HMAC API exposed via public site?
What steps can I take to prevent unauthorised access to our API (if indeed any are required)?
Background
The diagram below illustrates a microsite we're implementing, and an HMAC API we're providing (for several purposes) which returns commercially sensitive data to authenticated consumers. The arrows represent intended (green) and unintended (red) communication.
The HMAC API is intended for address autocompletion. There is no login for the microsite. The page has an address input. To enable autocomplete the page makes an AJAX GET call to the controller after each keystroke.
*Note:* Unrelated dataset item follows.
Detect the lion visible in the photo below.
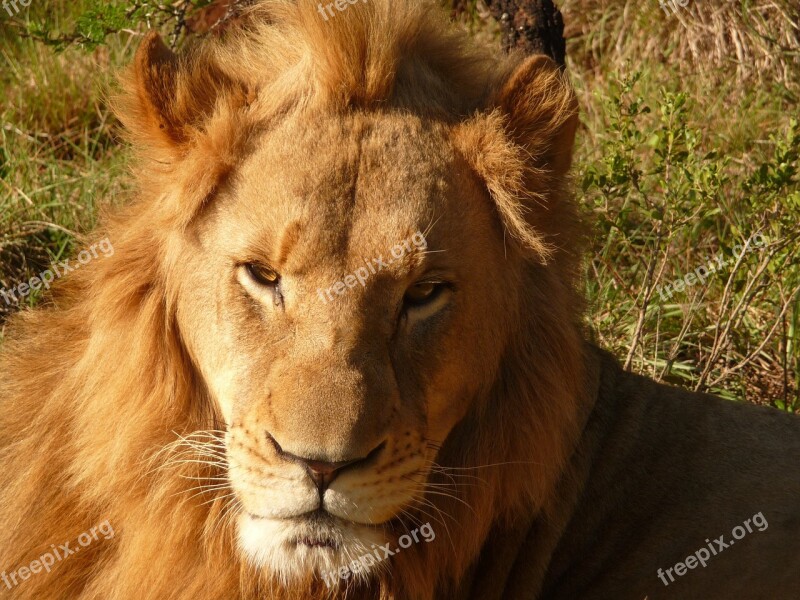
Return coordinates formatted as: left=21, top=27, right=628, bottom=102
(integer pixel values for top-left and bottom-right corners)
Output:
left=0, top=0, right=800, bottom=600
For each AJAX GET call, the controller constructs the HMAC and makes a request to the HMAC API.
The problem
I can't see anything currently preventing consumption of the AJAX GET method.
Considerations
I've read that AnitForgeryTokens aren't useful on GET methods, but that you can get around this by turning it into a POST. That sounds a bit ugly, but since this is only a microsite (i.e. we're throwing it away after a month or so) I'm quite prepared to put up with ugly security.
Seven years on from that, is that still the best way?
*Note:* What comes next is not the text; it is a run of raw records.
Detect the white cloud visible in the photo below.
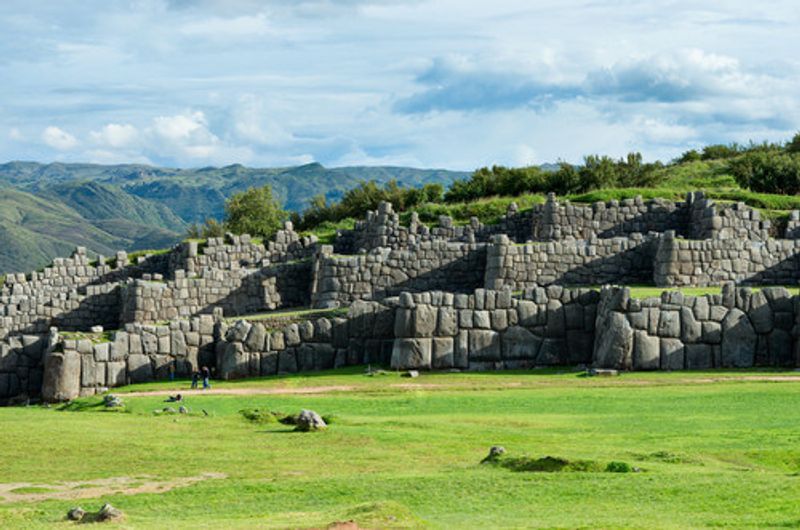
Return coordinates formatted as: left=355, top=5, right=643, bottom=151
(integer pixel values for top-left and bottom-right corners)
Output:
left=89, top=123, right=139, bottom=148
left=42, top=125, right=78, bottom=151
left=179, top=13, right=270, bottom=39
left=0, top=0, right=800, bottom=169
prevent unauthorised access to a method on an unauthenticated controller
If you don't have any authentication and authorization ("unauthenticated controller") then there can be no such thing as an unauthorized access: i.e. every access is allowed. And, what does not exist cannot be prevented.
If you could defined what unauthorized access means in your use case you might be able to add some authorization which prevents it.